Mass spectrometry has been used a lot in biology since the late 1950 s. However it really came into play in the late 1980 s once methods were developed to allow the analysis of large intact (bigger than 1,000 Daltons) molecule. Two soft ionization techniques, Electrospray and Matrix Assisted Laser Desorption led to a huge jump in popularity as did the development of much more compact (bench top rather than whole laboratory) mass spectrometers. 1!
Mass spectrometry is dependant on the ability to turn the analyte of interest into individual but intact, charged molecules in the gas phase. These are released into a low pressure area (a vacuum from 10-3 to 10-10 torr) where they can be manipulated by electrostatic and/or magnetic fields and separated. The force fields require the molecule to be charged, neutral molecules cannot be manipulated and are lost from the system. 2!
Here the spectrum of a small molecule caffeine, shows basically one main peak and a few larger but much less intense peaks. 3!
Isotope distributions in nature: Carbon C12 (98.9%), C13 (1.1%), C14 (small) Hydrogen H1 (99.98%), Deuterium (0.015%), Tritium (small) Oxygen O16 (99.8%), O17 (0.04%), O18 (0.2%) Sulphur S32 (95.0%), S33 (0.8), S34 (4.2%) These atoms are common in biological systems. Since the heavy isotopes are rare, this is not significant for most small molecules. Once one starts to look at biological molecules like peptides, the mass changes can be significant. For example, insulin has a mass of over 6,000 and thus a 1% shift by each of carbon, oxygen, hydrogen etc. can spread the mass from the lightest molecule (all C12, H1, O16 etc) to the heaviest (all C13, D2, O18 etc) over a range of 20-30 mass units. However some elements such as bromine have almost equally distributed isotopes (Br79 50.5% and Br 81 49.5%) which give rise to spectra with all peaks appearing as doublets.

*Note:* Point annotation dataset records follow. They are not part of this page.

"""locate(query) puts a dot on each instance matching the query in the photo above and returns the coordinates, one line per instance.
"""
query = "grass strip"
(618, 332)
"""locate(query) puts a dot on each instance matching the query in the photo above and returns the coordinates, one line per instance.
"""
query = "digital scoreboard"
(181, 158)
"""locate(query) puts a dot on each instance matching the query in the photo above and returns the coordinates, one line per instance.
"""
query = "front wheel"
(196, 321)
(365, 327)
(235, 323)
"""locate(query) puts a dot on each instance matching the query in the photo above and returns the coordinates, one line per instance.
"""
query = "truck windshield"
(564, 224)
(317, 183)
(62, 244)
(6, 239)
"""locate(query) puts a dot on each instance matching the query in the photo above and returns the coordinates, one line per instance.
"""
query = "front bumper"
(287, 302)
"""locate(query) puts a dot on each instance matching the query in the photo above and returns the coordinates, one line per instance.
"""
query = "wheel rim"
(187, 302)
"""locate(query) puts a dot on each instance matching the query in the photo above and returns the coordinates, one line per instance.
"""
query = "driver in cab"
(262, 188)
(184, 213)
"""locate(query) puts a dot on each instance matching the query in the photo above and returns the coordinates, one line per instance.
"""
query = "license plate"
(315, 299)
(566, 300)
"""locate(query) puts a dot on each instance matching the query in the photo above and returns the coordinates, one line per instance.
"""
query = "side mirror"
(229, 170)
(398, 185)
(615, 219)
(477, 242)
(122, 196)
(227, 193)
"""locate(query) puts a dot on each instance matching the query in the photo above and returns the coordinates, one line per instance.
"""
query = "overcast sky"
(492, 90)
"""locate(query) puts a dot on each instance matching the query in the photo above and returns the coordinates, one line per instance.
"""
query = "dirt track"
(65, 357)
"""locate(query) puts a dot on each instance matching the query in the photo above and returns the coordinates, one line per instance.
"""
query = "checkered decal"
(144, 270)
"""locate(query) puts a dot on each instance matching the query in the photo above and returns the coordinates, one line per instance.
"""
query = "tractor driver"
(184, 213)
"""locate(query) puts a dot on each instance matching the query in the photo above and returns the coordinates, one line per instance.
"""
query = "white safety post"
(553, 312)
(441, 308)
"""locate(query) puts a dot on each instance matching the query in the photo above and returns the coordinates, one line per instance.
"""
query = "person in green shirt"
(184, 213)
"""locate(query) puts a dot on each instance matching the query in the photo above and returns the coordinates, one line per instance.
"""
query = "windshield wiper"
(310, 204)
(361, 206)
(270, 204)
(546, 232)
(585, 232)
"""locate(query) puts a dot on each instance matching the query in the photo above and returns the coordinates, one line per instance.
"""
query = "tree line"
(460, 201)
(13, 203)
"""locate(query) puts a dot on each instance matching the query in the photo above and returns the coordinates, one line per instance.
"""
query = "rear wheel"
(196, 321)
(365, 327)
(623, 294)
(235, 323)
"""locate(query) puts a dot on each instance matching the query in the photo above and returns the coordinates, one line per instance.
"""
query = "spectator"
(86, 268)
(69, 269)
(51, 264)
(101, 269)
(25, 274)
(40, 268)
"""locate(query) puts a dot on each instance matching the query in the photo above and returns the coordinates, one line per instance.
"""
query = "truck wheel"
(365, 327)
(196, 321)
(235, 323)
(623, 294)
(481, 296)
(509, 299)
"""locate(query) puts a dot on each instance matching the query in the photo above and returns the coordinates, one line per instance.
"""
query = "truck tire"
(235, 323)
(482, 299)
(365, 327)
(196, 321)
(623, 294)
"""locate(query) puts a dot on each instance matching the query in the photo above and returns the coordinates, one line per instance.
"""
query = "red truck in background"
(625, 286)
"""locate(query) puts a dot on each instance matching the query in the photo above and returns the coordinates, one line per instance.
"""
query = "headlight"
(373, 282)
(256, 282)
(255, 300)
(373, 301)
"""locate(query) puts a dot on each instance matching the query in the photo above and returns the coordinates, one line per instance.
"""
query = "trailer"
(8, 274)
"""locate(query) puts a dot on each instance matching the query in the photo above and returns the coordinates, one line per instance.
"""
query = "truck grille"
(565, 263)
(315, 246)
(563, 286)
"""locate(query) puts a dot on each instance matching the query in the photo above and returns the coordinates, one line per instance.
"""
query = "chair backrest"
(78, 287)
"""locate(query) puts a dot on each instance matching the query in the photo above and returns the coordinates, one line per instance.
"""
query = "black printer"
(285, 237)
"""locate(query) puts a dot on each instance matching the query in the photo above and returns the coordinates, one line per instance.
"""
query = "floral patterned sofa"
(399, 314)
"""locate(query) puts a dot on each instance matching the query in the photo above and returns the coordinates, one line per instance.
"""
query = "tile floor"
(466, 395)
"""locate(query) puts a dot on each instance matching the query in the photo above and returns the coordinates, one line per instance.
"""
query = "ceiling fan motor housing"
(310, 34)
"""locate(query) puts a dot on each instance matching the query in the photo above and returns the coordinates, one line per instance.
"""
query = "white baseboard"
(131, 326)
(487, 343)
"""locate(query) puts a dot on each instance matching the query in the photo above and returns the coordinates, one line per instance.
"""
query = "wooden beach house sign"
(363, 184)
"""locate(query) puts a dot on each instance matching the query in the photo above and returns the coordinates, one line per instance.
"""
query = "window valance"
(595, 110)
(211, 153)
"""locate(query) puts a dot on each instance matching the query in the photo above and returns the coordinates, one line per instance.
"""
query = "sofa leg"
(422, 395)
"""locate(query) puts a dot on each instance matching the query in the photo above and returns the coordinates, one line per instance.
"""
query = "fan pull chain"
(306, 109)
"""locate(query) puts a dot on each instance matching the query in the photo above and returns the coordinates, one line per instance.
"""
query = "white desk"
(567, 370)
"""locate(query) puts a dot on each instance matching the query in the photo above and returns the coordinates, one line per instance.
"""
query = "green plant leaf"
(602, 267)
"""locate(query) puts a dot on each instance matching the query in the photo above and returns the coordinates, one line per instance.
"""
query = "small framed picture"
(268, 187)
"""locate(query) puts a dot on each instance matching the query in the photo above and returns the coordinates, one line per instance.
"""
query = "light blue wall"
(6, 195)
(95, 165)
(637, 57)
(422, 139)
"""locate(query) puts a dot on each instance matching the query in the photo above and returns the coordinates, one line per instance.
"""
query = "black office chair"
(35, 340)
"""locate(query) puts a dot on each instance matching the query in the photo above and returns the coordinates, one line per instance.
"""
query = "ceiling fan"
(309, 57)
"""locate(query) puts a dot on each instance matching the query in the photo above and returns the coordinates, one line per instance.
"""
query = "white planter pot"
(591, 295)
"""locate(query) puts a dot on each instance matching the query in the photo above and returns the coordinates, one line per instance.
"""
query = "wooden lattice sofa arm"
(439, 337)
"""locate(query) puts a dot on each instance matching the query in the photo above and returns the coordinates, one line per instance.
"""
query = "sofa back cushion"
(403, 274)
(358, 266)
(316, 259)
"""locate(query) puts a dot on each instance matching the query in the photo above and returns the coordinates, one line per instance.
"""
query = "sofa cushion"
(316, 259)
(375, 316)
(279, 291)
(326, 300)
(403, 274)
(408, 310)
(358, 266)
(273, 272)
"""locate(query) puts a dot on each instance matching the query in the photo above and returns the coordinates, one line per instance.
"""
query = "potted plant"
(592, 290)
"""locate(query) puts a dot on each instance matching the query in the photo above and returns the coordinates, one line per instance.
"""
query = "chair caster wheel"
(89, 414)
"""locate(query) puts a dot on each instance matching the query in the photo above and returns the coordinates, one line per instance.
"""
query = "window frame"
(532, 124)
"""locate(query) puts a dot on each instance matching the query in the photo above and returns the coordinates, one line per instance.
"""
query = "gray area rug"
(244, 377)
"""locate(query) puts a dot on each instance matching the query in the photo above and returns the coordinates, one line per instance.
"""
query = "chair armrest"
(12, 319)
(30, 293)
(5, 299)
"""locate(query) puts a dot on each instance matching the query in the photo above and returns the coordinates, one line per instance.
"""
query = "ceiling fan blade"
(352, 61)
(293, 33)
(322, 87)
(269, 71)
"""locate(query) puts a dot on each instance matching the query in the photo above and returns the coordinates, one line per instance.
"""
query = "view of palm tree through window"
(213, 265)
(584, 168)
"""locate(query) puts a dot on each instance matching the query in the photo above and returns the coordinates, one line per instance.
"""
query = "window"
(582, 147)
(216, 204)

The effect of the isotope distribution on the shape of the spectrum (sometimes called the isotope envelope) becomes much more pronounced when analysing larger biomolecules. Here the various masses are shown for the peptide hormone glucagon. 4!
Here is a spectrum of pure substance P, a peptide. Since a mass spectrometer always measures m/z the mass to charge ratio, two peaks are found. Here we see two main peaks, the doubly and singly charged ions. 5!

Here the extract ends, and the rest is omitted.